Uma análise feita por Abramovay (1997) com base nos dados sobre o Estado de São Paulo, do IEA – Instituto de Economia Agrícola, em 1991, mostrou que no segmento de 20 a 100 ha, com preponderância de trabalho familiar, o desempenho da agricultura familiar foi, no mínimo, equivalente ao dos setores patronais. Embora contando somente com 25% do financiamento total (INCRA, 2000), os estabelecimentos familiares foram responsáveis por 76,9% do pessoal ocupado, oferecendo praticamente 9 vezes mais emprego por unidade de área quando comparada com a agricultura patronal. Além disso, em termos de rendimento físico superaram a agricultura capitalista em 15 importantes produtos como carnes suínas e de aves, leite, ovos, batata, trigo,

cacau, café, milho, feijão, algodão, tomate, mandioca e laranja, sendo ainda responsáveis por 23,6% do VBP – Valor Bruto da Produção total da pecuária de corte, 52,1% da pecuária de leite, 58,5% dos suínos e 39,9% das aves e ovos produzidos (Abramovay, 1997).

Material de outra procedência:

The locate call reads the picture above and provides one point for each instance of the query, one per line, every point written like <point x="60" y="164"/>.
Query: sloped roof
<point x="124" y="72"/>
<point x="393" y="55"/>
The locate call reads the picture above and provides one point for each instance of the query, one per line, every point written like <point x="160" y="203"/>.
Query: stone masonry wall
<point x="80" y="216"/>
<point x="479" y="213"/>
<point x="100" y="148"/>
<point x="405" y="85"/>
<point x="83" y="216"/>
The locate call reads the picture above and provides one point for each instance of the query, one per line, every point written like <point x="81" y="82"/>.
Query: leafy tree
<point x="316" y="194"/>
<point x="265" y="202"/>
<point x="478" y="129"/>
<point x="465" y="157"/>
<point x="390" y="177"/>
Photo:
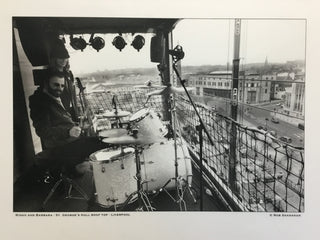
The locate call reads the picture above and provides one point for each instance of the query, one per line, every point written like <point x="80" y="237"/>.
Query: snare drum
<point x="148" y="124"/>
<point x="158" y="165"/>
<point x="113" y="173"/>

Já dados40 apresentados pelo MDA, em 2003, revelaram que a participação do agronegócio familiar no PIB – Produto Interno Bruto nacional chegou a 10,1%, o que correspondeu a um valor adicionado de R$ 156,6 bilhões. Os estabelecimentos familiares, dispondo de apenas 30% da área, foram responsáveis por quase 38% do VBP da agropecuária nacional e, na produção de feijão, leite, milho, mandioca, suínos, cebola, banana e fumo, essa proporção chegou à cerca de 50%. Demonstraram ser grandes empregadores e eficientes na atividade produtiva, tendo sido responsáveis por praticamente 77% do pessoal ocupado no meio rural brasileiro e obtido renda total por hectare/ano 2,4 vezes maior que a dos demais, em imóveis cuja área média é 17 vezes menor que a dos estabelecimentos patronais (MDA, 2006-a).

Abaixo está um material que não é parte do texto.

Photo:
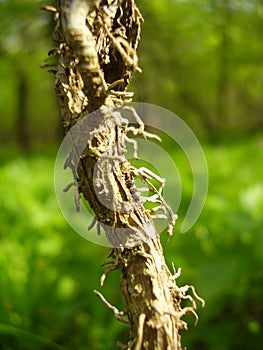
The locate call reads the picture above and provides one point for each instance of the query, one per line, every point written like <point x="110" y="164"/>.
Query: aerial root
<point x="115" y="266"/>
<point x="118" y="314"/>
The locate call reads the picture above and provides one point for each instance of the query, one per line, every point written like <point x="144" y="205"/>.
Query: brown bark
<point x="97" y="54"/>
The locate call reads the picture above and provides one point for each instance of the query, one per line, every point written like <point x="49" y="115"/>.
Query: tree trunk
<point x="97" y="55"/>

Além da relevância econômica, a agricultura familiar representa a possibilidade de fortalecimento de um modo de produção socialmente mais justo e ambientalmente equilibrado. O Desenvolvimento Local Sustentável baseia-se nessas premissas, ou seja, a promoção de processos que diminuam a pobreza e as desigualdades ao mesmo tempo em que consigam proteger o meio ambiente das freqüentes agressões representadas pelos processos de crescimento econômico.

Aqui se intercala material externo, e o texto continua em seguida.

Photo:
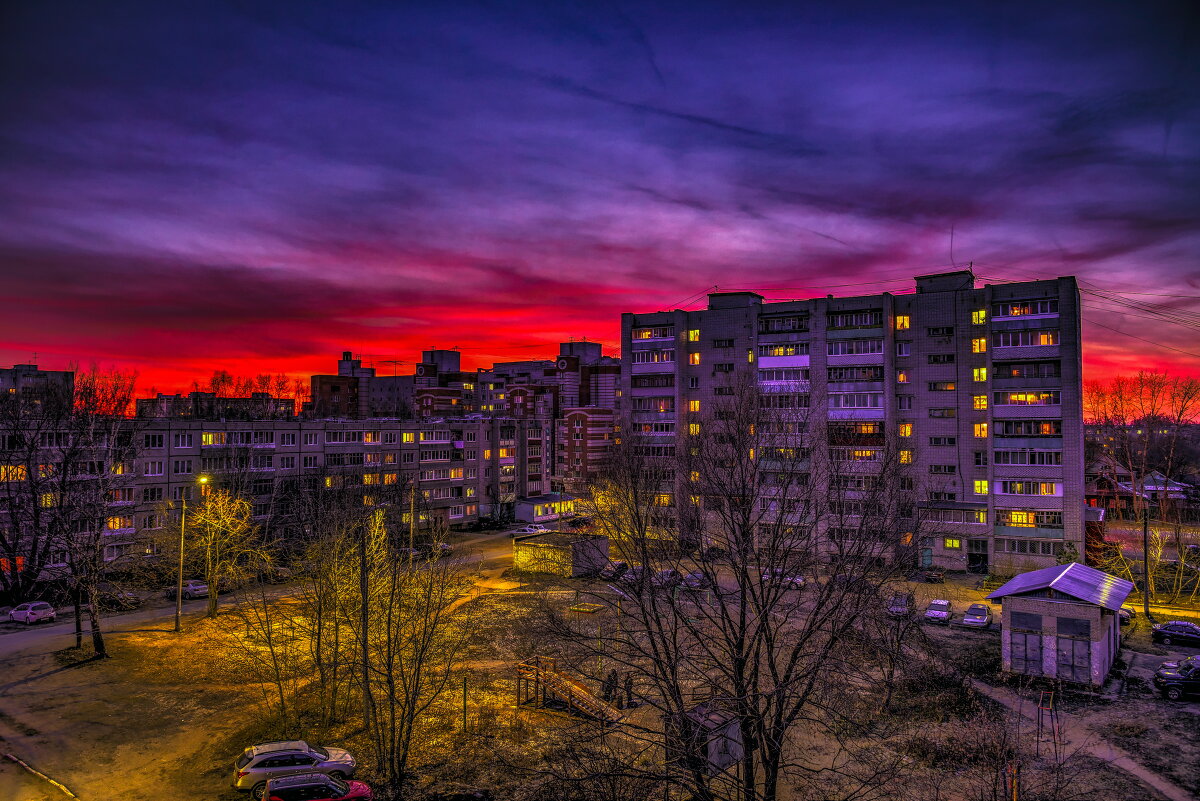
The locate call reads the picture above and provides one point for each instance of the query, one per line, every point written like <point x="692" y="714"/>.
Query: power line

A produção agrícola pode ser considerada a atividade mais importante para o desenvolvimento, pois mesmo com a emergência da sociedade industrial, não perdeu sua função essencial na reprodução social. Historicamente, essa atividade, anterior ao modo de produção capitalista, possui diversas características ligadas aos fatores naturais de produção e ao processo biológico que a diferenciam da lógica do capitalismo (Kühn, 2002). No entanto, a influência do pacote da revolução verde, que visava exatamente a transposição do modelo capitalista para a agricultura, alterou o perfil de parte significativa da produção agrícola.

Já o segmento da pequena agricultura ou agricultura familiar, apesar de sua heterogeneidade interna, foi capaz de assegurar a independência desse modelo, basicamente por não haver separação total entre o capital e os demais fatores de produção; pelo trabalho não ser totalmente alienado; pela subordinação do capital não estar no mesmo patamar que os demais setores produtivos; e pela divisão social do trabalho não estar consolidada. Como aponta Kühn (2002): “[O comportamento do camponês é composto das suas diversas relações sociais e da interação sócio-econômica destas relações. Surge, novamente, a idéia que a atividade agrícola é mais do

que um modo de produção, é um modo de vida. O centro desse processo produtivo é o homem e não o capital]....[A autonomia da produção camponesa representa a não-alienação do trabalho, a revalorização do ambiente rural e um processo de democratização.]”.

Essas características são ainda mais valorizadas ao se constatar a insustentabilidade do modo de produção capitalista, devido aos seus efeitos perversos de concentração de renda e aumento das desigualdades, surgindo a agricultura familiar como uma alternativa para a superação desses problemas.